Paediatric depressed skull fracture

View Details
Status
Done

General information

  • Open fractures tended to occur with MVAs,
  • Closed fractures tended to follow accidents at home.
  • Dural lacerations are more common in compound fractures.

Number

  • Occur in 7-10% of the children admitted to hospital with a head injury.
  • 1/3 are closed
  • tend to occur in younger children (3.4 ± 4.2 yrs, vs. 8.0 ± 4.5 yrs for compound fractures)
    • as a result of the thinner, more deformable skull.

Location

  • Most common in frontal and parietal bones.

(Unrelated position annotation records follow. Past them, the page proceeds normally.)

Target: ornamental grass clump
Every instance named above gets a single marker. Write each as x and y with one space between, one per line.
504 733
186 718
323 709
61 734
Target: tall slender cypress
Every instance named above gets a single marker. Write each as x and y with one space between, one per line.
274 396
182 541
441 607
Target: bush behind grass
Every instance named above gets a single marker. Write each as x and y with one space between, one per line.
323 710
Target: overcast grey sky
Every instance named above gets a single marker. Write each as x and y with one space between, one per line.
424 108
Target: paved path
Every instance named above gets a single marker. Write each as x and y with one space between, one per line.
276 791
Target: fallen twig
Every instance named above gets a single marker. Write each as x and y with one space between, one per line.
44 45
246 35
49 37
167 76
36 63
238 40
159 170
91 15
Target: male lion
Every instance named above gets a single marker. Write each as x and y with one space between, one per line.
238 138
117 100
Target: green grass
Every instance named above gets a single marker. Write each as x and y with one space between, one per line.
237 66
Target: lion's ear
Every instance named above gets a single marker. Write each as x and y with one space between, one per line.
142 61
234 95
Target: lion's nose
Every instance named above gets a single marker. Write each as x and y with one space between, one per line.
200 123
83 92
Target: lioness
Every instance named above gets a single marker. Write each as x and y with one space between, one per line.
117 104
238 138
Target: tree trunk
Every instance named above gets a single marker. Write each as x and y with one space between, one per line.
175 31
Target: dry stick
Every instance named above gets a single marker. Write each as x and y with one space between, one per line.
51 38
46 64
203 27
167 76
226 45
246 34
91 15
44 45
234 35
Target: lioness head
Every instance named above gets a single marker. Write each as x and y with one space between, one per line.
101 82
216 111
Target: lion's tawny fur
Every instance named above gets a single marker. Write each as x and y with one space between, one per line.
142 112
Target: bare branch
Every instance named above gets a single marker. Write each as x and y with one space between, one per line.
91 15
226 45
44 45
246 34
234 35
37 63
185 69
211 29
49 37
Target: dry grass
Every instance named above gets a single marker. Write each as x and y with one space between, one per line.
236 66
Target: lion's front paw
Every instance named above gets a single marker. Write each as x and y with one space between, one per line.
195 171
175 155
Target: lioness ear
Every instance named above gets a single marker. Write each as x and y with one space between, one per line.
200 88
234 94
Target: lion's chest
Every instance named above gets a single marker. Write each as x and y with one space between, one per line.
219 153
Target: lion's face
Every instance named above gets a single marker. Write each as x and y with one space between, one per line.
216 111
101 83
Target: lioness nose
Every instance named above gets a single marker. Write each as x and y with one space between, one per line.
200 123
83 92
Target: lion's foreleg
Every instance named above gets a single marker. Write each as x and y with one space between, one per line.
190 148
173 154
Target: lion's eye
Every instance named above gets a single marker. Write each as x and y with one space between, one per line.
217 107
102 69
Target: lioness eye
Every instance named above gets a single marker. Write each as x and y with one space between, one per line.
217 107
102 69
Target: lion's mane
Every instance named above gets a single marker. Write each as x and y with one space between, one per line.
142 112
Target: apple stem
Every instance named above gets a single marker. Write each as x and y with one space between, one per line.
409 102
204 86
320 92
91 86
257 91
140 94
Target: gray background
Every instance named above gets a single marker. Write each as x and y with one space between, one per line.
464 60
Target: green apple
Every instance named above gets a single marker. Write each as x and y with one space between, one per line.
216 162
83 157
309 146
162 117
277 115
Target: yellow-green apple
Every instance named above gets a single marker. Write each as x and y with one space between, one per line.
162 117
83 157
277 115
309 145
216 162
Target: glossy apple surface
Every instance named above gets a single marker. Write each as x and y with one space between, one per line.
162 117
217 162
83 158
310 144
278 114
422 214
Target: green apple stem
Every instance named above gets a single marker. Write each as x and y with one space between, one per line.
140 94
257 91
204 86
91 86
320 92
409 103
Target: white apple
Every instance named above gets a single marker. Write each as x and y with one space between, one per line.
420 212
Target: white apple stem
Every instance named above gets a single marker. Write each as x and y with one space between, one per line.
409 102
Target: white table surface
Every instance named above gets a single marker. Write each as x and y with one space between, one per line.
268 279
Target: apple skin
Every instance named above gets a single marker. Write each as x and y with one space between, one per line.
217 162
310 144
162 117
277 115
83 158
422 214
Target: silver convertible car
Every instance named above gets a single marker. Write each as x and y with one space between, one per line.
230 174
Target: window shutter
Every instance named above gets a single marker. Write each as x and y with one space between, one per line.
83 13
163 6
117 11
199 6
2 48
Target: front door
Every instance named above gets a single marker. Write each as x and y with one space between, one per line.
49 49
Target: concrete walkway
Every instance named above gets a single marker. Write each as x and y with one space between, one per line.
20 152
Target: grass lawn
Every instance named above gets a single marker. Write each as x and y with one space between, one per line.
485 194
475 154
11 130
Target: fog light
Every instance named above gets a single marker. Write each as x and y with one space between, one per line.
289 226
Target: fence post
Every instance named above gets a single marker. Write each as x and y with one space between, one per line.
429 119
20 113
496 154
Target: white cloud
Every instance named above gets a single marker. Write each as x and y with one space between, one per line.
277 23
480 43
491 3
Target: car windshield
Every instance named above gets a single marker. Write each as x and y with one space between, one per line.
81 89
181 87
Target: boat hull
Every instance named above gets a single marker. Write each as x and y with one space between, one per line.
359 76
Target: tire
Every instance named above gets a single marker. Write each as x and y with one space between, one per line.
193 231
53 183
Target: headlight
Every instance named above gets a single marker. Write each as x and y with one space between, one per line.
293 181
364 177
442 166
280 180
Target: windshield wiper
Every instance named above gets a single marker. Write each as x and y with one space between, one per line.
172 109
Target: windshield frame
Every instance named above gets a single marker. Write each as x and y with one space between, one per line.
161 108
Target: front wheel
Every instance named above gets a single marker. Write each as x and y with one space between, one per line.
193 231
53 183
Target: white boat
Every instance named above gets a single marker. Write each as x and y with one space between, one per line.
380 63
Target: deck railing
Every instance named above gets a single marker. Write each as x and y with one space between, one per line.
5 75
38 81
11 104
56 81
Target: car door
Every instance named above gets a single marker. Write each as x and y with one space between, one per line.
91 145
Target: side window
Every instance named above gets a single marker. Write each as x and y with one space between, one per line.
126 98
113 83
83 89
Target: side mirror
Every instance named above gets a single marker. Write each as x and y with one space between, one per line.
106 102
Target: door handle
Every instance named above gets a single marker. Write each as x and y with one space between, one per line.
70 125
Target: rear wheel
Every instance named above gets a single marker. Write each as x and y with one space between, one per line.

Simple depressed skull fractures

  • >1 years old
  • deeper the depressed bone (> 1 cm),
    • the higher the risk of dural laceration and cortical laceration in adults and older children,
    • but less clear in neonate and infant populations.
  • Surgical treatment
    • Indicated
      • fragments are depressed to the depth of at least one thickness of the skull,
      • intracranial hematoma,
      • dural laceration/CSF leak,
      • cosmetically deforming defects,
      • gross wound contamination,
      • established wound infection.

“Ping-pong ball” /Cup shaped fractures

  • Depressed skull fractures that occur in children younger than 1 year
    • Usually seen only in the newborn due to the plasticity of the skull.
  • Commonly after
    • Head trauma for post-natal
    • Birth trauma for neonates
  • A green-stick type of fracture → Outer table is fractured around the periphery, while the inner table fractures at the center → caving in of a focal area of the skull as in a crushed area of a ping pong ball.
notion image
notion image
 
notion image
 

Management

  • No treatment is necessary when these occur in the temporoparietal region in the absence of underlying brain injury as the deformity will usually correct as the skull grows.
    • There was no difference in outcome (seizures, neurologic dysfunction or cosmetic appearance) in surgical vs. nonsurgical treatment in 111 patients < 16 yrs of age.
    • In the younger child, remodelling of the skull as a result of brain growth tends to smooth out the deformity.
  • Indications for surgery
    • radiographic evidence of intraparenchymal bone fragments
    • associated neurologic deficit (rare)
    • signs of increased intracranial pressure
    • signs of CSF leak deep to the galea
      • Definite evidence of dural penetration
    • situations where the patient will have difficulty getting long-term follow-up
    • Persistent cosmetic defect in the older child after the swelling has subsided
  • Technique
    • Frontally located lesions may be corrected for cosmesis by making a small linear incision behind the hairline, opening the cranium adjacent to the depression, and pushing it back out e.g. with a Penfield #3 dissector.